Among the reasons California’s population has declined is the possibility of people working from other states where they can spend less on housing. (Illustration: Jeff Durham/Bay Area News Group)

The headline number was eye-opening: About 725,000 people moved from California in 2020 to establish a new life in one of the other 49 states or in Washington, D.C.

If that were the end, the number, derived from Internal Revenue Service migration data for 2021, would have represented the largest one-year exodus in state history.

But it was not the end. While experts say the reasons are more subtle than single-year gross output, California’s population has been steadily declining since 2020. Recent state data shows California’s population today is just under 39 million, after flirting with 40 million just four years ago.

Lots of other new data shows where people are going (Texas, Idaho and Florida, as well as neighboring Arizona and Nevada). Survey reports show who is leaving (higher-income, well-educated workers have only recently begun to join a migration pattern that has traditionally been dominated by low-income people). And yet other data shows that at least some of the financial and social challenges troubling California—rising home prices, stagnant wages, crime—are not all that different in the states that attract the most former Californians.

“I didn’t think I would miss it. And in many ways he was right; I don’t,” said laughing Debbie Higbee, who last year moved from Burbank to Boise, Idaho, with her husband and their three children.

“But I’m also not one of those people who hate California,” he added. “I really don’t understand all that.

“For me, it’s fine there. And it’s not like things are perfect here either. Both places have good and bad things.

Blip or trend?

That exodus of 725,000 people was a frontline number, not a network. But California’s actual internal migration in 2020, with the state losing about 331,000 more people than it gained back from the other states, was encouraging, even for people who closely follow these things.

“Yeah, that was great,” said political scientist Eric McGhee, a senior fellow at the California Public Policy Institute and co-author of a blog on state politics, demographics and other California population issues.

But McGhee, echoing others studying California, was quick to add: “It wasn’t surprising. For at least the last 30 years, California has exported more people to other states than we have imported.”

In fact, McGhee’s blog tracked the data month by month last year and found that, from July 2021 to July 2022, California lost about 407,000 people to other states, almost certainly the largest such change in history. state history.

“There have been a handful of years in the last few decades where we had a net gain, but the typical result is that we lose people,” McGhee said.

But, in most years, it has also been typical for outbound internal migration to be offset by inbound international immigration, with more people moving to California from around the world than moving to Texas and Idaho and the like.
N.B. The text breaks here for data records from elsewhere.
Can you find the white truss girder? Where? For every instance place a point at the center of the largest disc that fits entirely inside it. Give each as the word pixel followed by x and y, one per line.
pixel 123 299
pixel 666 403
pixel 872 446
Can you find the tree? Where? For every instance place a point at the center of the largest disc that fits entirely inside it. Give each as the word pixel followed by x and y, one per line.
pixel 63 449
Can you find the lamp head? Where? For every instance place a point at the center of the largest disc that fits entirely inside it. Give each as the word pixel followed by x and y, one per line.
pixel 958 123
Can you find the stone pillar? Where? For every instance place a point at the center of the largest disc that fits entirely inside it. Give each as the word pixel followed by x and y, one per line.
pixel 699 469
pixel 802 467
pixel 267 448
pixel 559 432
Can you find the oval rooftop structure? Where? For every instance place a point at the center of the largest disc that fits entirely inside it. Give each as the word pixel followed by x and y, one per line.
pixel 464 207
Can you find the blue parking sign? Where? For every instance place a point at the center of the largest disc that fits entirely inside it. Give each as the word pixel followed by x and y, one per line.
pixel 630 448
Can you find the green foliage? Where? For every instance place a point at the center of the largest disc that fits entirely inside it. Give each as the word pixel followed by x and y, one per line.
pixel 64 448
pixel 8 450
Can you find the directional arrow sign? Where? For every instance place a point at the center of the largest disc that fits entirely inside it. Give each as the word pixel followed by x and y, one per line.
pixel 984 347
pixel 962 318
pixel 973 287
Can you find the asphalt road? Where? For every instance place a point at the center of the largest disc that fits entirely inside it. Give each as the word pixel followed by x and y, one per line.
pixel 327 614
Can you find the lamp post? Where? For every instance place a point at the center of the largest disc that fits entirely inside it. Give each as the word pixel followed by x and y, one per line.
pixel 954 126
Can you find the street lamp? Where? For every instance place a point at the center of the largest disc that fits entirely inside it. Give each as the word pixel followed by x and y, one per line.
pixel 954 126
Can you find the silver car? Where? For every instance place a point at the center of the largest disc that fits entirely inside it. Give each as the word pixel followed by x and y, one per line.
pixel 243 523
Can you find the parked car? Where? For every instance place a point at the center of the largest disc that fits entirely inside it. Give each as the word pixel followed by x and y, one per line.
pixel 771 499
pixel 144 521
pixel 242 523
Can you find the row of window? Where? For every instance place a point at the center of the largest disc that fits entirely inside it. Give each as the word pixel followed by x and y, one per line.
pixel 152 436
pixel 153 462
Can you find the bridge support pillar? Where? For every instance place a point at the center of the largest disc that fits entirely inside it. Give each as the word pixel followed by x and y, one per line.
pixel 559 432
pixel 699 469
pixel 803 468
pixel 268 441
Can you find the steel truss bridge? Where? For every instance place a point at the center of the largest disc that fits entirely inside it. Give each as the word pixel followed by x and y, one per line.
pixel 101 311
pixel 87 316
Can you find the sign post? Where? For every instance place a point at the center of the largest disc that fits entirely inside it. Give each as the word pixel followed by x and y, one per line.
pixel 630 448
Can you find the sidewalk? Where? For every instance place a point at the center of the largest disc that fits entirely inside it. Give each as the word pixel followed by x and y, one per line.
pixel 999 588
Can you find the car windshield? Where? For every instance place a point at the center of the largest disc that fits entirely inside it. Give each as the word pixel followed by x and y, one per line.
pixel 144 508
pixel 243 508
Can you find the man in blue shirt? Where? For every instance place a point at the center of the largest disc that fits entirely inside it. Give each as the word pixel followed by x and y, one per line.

That was not the case in 2020.

And, in most years, the state’s population has not been surprised by a pandemic-induced rise in deaths and a corresponding drop in births. And, most years, thousands of employers in the state did not impose mass layoffs for a relatively short period of time, then rehire at a dizzying pace, and eventually decided to let millions of workers do their jobs from home, no matter what. where they will meet could be. All of that happened in the first year of the pandemic.

Bottom line: Not only did California’s population grow more slowly in 2020 than before, it actually shrank by nearly 359,000. That happened again in 2021, when California dropped by 114,000 people.

Then the pandemic ended, but California’s population decline did not.

According to data released this month by the California Department of Finance, the contraction continued last year, with the state losing about 139,000 people. State officials now estimate California’s population at approximately 38,940,231, the first time it has been below 39 million since 2015.